Pythagoras' university and its self development curriculum

Pythagoras was a word that I first heard when I was in math class in school. Of course, it's more than a word. It's a name. It's hard to put a face to a name, though, when the name was given to a boy born in 608 B.C. Unless you're on the internet, or my blog right now, when you can see it below.

I'd thought up until recently that Pythagoras was all about triangles and the angles of them. I was wrong. For whatever reason  - that was simply all I was taught about him. Now, you can find Pythagoras being called a 'word influencer', cult leader and all-round great bloke - amongst lots of other things. I guess he can be firmly called a philomath turned polymath.

What did Pythagoras care about?

Pythagoras sought to free the human mind from political rigidity, religious confinement and all other forms of dogma that are not too different to those that we're enslaved by in the modern era - whether we're conscious to it or not. He first approached this with his own philomath practices - breaking his own mind from the mould of rigidity and status quo. Then, what do the greats do once they've done that to an ample amount and feel lonely, unimpactful and fear become an irrelevant recluse? They begin to teach.

Pythagoras gathered about him an ever-increasing number of students who also aspired towards personal independence, intellectual sovereignty and, of course, to pursue the discovery of the meaning of life. The essence of Pythagors' teachings was enshrined in his axiom -

"Know thyself, then thou shalt know the universe and God."

- Pythagoras

In Crotona, a Greek colony in the south of Italy circa ~ 532 B.C., Pythagoras founded his own university. Admission was open to all who sincerely sought to learn. There was no distinction or discrimination between sex, race, colour or creed. The only rule of admission being essentially "can you, and will you, commit to intense study?" I guess it was a simpler time without the societal pressure to instate an admissions committee that would inform Pythagoras whether they had hit their diversity inclusion and equality quota in Q2, or not.
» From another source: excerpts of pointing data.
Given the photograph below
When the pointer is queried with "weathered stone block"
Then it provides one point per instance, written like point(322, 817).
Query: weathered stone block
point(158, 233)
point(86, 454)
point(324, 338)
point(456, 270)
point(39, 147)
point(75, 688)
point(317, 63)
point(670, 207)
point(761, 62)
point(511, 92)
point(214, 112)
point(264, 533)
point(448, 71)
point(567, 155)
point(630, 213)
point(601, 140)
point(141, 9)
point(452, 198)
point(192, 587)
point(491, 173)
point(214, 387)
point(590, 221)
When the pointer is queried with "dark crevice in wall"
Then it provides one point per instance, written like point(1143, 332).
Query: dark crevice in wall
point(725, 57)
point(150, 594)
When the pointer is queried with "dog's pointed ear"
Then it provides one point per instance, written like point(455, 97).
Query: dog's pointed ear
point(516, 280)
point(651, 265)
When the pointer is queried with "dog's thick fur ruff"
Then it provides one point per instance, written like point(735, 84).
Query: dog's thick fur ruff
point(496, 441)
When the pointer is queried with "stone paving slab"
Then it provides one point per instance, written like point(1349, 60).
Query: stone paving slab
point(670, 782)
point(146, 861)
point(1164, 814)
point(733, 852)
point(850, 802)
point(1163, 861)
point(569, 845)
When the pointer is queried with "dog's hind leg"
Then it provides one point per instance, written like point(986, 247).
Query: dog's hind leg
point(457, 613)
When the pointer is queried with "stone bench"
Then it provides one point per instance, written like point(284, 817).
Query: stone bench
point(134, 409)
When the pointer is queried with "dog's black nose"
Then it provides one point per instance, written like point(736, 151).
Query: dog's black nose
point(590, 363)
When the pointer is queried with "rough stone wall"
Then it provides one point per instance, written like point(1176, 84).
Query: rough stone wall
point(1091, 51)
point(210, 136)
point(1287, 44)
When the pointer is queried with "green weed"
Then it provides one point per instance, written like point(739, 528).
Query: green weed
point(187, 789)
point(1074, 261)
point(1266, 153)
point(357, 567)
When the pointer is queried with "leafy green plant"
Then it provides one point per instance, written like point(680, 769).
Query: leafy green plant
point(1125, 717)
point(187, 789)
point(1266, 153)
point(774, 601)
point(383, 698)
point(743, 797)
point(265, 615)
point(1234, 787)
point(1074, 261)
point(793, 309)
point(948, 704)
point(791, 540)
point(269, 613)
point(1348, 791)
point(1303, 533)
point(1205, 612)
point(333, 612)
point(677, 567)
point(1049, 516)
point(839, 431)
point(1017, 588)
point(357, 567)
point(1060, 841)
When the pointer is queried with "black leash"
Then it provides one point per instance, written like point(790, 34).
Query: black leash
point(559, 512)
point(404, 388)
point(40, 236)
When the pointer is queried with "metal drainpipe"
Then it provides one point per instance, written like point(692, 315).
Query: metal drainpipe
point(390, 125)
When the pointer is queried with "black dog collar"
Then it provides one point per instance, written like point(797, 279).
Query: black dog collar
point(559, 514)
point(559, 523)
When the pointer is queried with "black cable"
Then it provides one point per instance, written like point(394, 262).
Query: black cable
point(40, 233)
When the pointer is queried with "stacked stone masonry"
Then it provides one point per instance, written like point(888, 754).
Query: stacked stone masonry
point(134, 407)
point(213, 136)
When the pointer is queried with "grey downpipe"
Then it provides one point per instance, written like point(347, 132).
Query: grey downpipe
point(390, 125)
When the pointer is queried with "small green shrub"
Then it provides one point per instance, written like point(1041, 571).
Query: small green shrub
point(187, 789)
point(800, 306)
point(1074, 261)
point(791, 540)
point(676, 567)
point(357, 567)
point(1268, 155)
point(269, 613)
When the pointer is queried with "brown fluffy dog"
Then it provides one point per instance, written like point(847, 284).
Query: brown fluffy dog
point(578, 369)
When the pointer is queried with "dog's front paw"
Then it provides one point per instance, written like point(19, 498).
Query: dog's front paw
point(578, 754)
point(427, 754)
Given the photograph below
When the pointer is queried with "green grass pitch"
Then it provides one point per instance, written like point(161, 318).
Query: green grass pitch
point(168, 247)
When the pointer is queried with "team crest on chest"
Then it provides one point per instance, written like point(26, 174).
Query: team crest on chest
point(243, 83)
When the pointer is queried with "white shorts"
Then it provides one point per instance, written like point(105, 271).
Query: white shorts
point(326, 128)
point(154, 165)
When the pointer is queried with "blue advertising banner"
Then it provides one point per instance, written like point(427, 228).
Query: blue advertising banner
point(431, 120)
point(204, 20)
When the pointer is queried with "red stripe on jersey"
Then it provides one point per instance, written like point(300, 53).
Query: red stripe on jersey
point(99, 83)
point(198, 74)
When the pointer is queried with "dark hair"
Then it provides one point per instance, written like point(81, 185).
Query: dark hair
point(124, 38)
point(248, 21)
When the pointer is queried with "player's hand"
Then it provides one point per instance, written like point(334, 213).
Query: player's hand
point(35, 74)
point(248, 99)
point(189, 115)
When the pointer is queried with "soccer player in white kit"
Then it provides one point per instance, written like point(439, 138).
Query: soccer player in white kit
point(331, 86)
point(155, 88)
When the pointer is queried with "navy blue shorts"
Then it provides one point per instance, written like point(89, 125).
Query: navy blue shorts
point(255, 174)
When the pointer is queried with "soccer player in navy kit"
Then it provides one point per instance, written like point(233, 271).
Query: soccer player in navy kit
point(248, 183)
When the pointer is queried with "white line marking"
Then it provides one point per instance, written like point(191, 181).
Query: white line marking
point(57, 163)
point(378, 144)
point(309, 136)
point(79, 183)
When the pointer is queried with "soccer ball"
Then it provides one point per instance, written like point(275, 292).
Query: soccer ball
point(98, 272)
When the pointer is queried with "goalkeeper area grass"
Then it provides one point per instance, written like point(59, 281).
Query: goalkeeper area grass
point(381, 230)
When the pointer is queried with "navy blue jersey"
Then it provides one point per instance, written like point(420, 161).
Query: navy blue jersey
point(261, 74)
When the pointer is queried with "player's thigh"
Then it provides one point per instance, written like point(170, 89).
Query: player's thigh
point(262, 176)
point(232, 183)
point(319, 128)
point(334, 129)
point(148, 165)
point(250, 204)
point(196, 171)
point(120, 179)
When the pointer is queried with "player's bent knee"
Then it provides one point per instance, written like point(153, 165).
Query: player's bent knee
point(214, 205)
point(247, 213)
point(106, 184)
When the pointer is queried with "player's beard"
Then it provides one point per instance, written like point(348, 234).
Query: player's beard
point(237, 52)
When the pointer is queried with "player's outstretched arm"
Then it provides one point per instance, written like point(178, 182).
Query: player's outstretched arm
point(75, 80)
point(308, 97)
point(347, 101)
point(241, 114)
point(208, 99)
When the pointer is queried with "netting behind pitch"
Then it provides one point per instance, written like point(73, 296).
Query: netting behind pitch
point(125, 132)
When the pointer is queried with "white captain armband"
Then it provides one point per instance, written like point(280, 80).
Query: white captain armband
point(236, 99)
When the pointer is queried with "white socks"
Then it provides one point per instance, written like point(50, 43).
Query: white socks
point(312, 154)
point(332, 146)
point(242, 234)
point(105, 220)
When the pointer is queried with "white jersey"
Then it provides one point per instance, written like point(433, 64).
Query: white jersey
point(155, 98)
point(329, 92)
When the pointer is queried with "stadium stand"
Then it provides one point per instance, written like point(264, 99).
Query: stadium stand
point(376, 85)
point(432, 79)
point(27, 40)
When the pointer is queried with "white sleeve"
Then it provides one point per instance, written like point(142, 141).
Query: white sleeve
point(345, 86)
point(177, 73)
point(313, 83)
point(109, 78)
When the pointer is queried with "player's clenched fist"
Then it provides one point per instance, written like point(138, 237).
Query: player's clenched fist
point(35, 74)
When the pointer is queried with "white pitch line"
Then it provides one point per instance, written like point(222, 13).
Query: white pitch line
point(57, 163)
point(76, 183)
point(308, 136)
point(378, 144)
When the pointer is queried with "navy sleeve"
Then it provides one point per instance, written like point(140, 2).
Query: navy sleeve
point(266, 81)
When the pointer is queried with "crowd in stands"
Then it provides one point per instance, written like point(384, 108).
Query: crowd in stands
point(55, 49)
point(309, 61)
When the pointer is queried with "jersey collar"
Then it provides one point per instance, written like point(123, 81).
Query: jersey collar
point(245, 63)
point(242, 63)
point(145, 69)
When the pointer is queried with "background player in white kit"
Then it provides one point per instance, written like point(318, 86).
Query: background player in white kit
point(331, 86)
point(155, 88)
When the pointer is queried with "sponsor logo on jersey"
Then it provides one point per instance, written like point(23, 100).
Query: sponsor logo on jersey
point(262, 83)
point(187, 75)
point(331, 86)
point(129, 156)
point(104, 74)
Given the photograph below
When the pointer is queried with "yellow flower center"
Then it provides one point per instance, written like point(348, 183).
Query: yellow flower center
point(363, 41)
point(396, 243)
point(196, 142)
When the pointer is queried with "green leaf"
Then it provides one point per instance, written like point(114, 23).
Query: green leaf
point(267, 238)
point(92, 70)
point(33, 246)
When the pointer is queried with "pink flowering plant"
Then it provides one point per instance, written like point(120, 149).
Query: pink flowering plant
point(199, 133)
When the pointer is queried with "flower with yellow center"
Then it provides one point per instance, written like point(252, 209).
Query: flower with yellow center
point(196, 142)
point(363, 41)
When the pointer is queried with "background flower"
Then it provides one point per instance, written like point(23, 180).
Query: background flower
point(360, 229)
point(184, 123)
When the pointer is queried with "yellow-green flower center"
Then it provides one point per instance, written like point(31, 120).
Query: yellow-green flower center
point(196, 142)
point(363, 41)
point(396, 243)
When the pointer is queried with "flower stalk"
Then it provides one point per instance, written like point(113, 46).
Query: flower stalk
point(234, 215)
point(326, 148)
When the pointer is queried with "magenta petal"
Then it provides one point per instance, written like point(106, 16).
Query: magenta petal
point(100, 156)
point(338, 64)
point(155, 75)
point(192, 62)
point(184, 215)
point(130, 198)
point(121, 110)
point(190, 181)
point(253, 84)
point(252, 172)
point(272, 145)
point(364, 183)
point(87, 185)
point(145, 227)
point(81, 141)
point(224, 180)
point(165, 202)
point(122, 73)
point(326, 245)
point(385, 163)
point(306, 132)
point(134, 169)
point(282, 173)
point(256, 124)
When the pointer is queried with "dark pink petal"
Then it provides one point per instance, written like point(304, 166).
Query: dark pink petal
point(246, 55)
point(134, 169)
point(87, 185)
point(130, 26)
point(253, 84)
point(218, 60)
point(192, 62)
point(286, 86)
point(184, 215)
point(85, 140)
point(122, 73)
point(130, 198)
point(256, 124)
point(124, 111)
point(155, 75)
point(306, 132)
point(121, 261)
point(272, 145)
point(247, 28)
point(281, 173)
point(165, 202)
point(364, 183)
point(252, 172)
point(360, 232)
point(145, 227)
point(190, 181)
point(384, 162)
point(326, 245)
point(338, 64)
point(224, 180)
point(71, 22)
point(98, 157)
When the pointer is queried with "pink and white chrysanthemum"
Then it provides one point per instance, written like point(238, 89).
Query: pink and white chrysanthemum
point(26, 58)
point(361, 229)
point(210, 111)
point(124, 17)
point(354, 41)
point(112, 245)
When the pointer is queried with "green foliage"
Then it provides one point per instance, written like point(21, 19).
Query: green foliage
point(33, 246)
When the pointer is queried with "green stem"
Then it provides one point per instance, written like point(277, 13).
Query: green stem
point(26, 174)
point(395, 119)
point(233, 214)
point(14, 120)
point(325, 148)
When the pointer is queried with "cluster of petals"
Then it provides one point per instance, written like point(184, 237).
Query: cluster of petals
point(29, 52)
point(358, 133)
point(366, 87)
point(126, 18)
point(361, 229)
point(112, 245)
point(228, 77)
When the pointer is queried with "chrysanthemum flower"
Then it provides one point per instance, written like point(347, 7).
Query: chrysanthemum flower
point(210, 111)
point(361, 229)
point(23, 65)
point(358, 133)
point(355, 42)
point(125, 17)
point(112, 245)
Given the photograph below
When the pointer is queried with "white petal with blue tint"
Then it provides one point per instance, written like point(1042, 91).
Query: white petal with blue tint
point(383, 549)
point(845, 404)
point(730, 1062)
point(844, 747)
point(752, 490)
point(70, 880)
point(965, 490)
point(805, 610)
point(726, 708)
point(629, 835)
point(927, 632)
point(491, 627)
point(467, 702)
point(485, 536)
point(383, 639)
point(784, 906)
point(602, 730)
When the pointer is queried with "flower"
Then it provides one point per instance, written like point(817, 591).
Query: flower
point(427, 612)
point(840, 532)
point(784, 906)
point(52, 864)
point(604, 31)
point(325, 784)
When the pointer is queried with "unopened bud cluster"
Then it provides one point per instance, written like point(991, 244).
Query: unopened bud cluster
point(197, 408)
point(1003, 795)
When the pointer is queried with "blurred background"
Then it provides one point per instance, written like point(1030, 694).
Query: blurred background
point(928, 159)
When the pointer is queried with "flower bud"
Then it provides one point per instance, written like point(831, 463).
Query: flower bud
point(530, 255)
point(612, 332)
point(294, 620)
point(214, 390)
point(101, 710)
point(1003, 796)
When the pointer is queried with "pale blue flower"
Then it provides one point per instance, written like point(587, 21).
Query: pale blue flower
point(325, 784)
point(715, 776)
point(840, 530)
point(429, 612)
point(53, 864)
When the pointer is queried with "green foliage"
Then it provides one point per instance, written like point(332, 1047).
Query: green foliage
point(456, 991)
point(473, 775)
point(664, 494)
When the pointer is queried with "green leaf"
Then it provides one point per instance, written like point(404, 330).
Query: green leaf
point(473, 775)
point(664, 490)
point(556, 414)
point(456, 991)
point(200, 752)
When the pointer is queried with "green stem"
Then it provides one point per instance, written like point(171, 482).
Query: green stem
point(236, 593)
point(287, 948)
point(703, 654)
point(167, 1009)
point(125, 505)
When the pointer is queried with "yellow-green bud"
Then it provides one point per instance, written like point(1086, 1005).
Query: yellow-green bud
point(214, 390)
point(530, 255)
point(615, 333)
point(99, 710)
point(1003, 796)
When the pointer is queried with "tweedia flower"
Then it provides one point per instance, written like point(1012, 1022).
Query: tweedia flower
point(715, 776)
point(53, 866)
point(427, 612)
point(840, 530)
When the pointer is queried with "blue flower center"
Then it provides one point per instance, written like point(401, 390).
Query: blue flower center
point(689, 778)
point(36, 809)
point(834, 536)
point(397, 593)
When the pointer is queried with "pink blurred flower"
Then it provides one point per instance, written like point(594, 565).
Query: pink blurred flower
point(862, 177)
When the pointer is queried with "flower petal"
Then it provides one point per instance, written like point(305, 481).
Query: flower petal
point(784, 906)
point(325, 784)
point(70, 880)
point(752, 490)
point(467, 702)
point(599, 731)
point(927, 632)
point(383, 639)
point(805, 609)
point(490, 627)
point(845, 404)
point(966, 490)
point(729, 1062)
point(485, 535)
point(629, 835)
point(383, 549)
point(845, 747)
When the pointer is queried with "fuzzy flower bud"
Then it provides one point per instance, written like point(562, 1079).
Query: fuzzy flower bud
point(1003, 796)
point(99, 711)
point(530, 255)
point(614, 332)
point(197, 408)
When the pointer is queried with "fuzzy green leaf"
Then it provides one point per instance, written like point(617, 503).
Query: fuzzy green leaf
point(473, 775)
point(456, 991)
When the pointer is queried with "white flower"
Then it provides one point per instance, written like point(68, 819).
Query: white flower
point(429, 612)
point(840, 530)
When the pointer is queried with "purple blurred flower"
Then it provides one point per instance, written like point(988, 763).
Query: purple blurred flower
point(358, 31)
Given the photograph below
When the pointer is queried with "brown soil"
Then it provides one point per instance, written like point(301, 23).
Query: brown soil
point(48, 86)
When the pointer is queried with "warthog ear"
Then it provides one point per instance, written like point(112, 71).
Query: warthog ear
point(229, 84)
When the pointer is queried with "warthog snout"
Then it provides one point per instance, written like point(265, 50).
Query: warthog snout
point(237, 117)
What was taught at Pythagoras' university?

You remember big P? He loved triangles? Great. Well, then you can presume his university 'course' was split into three parts of a curriculum, right? Correct. What you might not have presumed, though, was that the major course taught was self development. The curriculum to Pythagoras' university self development course went as follows:

The first trimester and the primary component to Pythagoras' self development course

The primary component was known as "Preparation." It consisted of intensive training in the "ten mathematical disciplines," designed to provide the student with "empire over the self."

The second trimester of Pythagoras' self development course

The second trimester was called "Purification." Its essence was the understanding of life, its purpose and how to work in harmony with that purpose, as taught through the "Science of Numbers," more commonly known today as numerology.

The third and final trimester of Pythagoras' self development course

In the final trimester, students were taught the concept of "Perfection." Perfection embraces the integration of the physical, mental and spiritual components of each person and of life.